The two responsibilities for leaders in a crisis are 1) look after the safety, security, and wellbeing of your people, and 2) manage deployment of resources when and to where they need to be (Rubens, 2020).
Tough decisions have to be made quickly. Some reasonable, decisive action is almost always better than no action at all (Augustine, 1995). A closed attitude, an attitude that says, “I already know,” may cause us to miss important information. We plan, but we must be able to let go of the plan, too (Gonzales, 2017).
The derecho hit quickly, with little warning.
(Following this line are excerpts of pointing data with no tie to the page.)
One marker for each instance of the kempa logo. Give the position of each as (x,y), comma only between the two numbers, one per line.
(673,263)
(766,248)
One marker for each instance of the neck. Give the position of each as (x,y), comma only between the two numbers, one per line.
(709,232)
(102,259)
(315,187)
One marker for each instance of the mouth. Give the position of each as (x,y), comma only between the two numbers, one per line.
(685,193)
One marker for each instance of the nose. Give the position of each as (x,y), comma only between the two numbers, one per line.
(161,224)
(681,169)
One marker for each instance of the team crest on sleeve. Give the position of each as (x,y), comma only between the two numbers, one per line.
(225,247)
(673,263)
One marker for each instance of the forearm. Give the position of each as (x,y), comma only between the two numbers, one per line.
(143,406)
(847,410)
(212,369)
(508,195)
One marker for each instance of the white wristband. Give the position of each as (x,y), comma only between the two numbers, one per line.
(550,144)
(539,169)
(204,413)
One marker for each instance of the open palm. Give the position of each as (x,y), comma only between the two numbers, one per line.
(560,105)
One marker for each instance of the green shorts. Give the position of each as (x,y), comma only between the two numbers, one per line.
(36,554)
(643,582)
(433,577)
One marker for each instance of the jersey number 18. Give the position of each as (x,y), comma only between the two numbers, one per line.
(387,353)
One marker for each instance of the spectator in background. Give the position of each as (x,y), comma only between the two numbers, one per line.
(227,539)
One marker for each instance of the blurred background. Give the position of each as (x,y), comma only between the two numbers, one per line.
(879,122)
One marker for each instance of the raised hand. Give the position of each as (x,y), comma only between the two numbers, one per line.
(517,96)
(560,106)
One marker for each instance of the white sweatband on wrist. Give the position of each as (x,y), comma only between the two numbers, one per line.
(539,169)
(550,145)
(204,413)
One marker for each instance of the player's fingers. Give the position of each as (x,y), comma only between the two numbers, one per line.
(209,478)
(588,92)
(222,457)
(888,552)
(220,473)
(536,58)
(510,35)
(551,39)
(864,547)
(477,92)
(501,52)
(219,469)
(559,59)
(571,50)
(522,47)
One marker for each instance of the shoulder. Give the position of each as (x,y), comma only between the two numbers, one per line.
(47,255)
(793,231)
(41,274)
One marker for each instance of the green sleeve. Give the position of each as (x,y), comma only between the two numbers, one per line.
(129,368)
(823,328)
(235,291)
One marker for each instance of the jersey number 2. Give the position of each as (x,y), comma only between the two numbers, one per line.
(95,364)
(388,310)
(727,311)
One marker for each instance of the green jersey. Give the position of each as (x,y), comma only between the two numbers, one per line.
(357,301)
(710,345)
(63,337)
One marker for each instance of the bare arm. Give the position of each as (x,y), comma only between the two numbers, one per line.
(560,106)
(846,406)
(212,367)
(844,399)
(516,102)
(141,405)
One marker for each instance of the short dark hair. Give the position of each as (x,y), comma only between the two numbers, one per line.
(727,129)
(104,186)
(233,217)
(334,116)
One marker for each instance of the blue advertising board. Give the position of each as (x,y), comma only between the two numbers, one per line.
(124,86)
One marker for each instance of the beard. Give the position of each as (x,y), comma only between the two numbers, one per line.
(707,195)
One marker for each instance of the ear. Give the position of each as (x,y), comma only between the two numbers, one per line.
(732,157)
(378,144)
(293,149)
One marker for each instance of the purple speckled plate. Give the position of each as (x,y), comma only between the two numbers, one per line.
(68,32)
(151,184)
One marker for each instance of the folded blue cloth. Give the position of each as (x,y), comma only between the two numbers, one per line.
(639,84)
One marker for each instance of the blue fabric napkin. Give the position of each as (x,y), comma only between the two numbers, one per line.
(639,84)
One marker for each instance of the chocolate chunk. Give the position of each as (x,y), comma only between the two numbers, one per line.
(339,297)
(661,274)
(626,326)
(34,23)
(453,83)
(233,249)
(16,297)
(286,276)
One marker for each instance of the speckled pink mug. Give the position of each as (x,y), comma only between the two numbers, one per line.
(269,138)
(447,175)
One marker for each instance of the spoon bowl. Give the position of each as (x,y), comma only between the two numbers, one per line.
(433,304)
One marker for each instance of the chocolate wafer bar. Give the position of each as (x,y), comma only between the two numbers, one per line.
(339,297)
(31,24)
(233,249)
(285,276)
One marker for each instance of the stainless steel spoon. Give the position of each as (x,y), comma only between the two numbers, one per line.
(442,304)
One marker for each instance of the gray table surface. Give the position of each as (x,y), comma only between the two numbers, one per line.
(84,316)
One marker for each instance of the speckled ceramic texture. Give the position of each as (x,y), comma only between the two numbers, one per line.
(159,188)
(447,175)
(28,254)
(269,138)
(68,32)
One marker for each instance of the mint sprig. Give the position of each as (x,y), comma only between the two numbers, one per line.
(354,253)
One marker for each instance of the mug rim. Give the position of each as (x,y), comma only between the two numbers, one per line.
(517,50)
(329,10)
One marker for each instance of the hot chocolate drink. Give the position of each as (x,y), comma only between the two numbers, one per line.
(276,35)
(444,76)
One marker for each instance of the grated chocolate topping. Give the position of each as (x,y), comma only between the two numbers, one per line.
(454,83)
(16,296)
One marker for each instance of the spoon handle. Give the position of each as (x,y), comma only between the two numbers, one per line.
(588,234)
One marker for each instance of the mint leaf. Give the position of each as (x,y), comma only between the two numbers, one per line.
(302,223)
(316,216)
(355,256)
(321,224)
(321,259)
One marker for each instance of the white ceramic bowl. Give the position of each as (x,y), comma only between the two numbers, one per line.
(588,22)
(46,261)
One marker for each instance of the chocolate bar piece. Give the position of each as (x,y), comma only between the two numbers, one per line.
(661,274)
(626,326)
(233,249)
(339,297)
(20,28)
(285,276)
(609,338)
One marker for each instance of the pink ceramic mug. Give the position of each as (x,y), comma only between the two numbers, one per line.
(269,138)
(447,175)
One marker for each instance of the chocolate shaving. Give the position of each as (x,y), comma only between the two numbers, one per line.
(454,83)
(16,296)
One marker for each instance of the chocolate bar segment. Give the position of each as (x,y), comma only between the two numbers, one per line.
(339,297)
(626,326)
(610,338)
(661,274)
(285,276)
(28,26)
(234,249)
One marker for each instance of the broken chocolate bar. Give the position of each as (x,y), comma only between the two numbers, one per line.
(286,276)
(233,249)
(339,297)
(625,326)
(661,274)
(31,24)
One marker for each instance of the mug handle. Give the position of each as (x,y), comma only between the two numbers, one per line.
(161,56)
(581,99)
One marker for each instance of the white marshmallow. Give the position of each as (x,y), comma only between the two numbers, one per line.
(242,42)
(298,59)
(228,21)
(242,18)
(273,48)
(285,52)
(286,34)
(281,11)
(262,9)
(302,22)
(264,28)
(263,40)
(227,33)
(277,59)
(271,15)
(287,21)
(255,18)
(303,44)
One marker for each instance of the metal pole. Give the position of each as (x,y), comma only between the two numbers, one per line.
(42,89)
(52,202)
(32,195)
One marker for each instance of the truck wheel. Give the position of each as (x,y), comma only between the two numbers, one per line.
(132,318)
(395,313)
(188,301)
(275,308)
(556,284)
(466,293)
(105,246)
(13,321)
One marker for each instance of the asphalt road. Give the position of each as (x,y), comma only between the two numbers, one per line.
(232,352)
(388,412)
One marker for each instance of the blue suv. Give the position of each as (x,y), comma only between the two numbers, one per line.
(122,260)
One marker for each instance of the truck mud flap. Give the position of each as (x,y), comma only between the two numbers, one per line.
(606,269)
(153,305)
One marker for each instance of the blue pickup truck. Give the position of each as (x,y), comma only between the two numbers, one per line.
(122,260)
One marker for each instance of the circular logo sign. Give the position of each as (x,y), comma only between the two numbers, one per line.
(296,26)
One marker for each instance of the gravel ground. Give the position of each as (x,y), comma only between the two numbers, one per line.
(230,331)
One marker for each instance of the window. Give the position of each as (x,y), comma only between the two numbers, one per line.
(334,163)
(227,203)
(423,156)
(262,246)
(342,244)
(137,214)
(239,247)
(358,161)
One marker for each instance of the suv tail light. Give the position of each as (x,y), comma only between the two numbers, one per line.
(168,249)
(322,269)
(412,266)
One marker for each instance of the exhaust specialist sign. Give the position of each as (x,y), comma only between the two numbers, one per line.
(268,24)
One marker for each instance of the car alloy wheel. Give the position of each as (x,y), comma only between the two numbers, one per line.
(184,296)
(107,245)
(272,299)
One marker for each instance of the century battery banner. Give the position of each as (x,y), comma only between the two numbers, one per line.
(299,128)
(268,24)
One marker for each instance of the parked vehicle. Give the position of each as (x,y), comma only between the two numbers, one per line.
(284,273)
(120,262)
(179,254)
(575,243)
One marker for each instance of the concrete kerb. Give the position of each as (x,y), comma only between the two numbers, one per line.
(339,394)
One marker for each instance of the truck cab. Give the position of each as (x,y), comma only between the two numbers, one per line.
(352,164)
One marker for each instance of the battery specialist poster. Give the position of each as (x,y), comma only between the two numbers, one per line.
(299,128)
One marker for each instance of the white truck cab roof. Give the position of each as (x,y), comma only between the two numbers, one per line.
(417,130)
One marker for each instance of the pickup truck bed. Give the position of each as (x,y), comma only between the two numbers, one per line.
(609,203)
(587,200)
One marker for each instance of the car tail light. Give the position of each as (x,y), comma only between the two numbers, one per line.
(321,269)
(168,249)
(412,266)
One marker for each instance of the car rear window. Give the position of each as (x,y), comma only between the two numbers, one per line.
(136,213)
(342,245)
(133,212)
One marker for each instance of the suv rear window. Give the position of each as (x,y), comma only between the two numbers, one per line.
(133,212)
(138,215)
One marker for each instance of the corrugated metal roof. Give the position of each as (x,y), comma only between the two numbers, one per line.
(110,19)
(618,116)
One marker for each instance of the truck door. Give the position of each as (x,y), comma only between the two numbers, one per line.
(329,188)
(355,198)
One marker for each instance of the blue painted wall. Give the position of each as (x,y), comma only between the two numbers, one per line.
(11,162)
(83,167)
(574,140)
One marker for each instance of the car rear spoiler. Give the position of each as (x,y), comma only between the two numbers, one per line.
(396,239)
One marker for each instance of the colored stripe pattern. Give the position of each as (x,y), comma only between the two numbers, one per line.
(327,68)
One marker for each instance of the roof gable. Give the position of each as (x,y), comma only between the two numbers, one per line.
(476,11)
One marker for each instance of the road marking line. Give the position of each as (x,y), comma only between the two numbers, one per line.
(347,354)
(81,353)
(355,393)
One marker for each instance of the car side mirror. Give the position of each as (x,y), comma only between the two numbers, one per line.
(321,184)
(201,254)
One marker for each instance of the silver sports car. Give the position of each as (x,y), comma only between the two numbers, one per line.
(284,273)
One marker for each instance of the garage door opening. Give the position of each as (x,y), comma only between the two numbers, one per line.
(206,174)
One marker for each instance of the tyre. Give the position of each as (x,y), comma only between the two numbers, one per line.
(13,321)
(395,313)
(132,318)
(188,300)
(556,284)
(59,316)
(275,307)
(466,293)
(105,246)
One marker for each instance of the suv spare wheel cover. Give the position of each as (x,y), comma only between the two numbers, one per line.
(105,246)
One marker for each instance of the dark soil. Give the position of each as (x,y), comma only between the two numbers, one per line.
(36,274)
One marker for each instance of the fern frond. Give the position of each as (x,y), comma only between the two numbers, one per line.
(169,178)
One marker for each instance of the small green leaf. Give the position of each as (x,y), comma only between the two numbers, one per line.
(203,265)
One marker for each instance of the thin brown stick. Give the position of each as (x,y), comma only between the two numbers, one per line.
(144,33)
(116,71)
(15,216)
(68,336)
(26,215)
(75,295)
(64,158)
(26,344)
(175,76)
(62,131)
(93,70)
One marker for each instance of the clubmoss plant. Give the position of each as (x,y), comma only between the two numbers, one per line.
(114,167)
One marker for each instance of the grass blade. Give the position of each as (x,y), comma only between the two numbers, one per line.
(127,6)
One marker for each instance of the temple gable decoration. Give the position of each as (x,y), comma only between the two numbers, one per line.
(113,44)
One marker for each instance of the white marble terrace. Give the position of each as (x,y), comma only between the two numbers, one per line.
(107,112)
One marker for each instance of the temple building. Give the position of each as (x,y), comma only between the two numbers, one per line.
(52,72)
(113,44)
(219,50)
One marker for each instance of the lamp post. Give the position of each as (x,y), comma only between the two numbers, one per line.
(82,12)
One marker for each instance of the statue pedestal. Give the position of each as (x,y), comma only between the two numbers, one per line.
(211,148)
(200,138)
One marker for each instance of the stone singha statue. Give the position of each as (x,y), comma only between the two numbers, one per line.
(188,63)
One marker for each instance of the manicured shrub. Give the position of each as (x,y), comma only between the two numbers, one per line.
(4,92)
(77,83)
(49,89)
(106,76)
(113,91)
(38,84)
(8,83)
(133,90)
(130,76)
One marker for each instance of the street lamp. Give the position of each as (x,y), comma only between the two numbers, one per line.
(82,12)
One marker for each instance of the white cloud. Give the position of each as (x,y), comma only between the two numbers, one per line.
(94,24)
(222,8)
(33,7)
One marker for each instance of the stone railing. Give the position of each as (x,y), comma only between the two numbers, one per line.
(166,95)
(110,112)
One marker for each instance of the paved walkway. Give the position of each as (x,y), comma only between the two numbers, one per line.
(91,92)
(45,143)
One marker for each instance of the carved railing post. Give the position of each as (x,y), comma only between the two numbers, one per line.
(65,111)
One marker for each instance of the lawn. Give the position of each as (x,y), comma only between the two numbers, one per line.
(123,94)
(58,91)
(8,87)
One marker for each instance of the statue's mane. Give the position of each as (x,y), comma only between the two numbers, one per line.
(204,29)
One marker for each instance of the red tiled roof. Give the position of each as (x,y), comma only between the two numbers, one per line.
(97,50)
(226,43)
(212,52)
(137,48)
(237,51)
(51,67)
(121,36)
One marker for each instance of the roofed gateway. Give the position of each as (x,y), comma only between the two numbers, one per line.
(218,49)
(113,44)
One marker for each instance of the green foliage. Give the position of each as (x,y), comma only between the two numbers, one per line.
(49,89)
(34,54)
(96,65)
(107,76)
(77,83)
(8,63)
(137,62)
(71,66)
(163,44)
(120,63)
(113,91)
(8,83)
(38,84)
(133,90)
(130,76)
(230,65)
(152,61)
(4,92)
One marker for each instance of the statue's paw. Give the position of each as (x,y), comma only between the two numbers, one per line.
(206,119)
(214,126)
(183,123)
Mayor Hart, never having been through this type of crisis, may have been unfamiliar with what resources were available at the state level. But crises, by their very nature, are complex. The fact that they are complex can never be allowed to be used as an excuse for failure or inaction (Rubens, 2020).
In crisis management, resourcefulness is a necessity. Leaders and organizations must have the ability to develop innovative solutions. Adaptation is important.
On April 25, 2015, an earthquake struck Nepal, killing over 9,000 people. The government of Nepal found itself unable to physically assess damaged areas due to debris blocking access routes. Several government agencies, aid organizations, and private citizens used unmanned aerial vehicles (drones) to provide damage assessment, to include 3-D maps (Sharma, 2016). The use of drones was not in any crisis playbook; it was an innovative solution from people who adapted to the situation.
As with all post-crisis assessments, key questions for the general public are have lessons been learned, and – more importantly – will they be applied in the future? Unprecedented weather events, unfamiliarity with resources, and complicated aid request processes notwithstanding, it has been wisely said that the world is not interested in the storms you encountered. It only cares whether you brought the ship in safely (Augustine, 1995).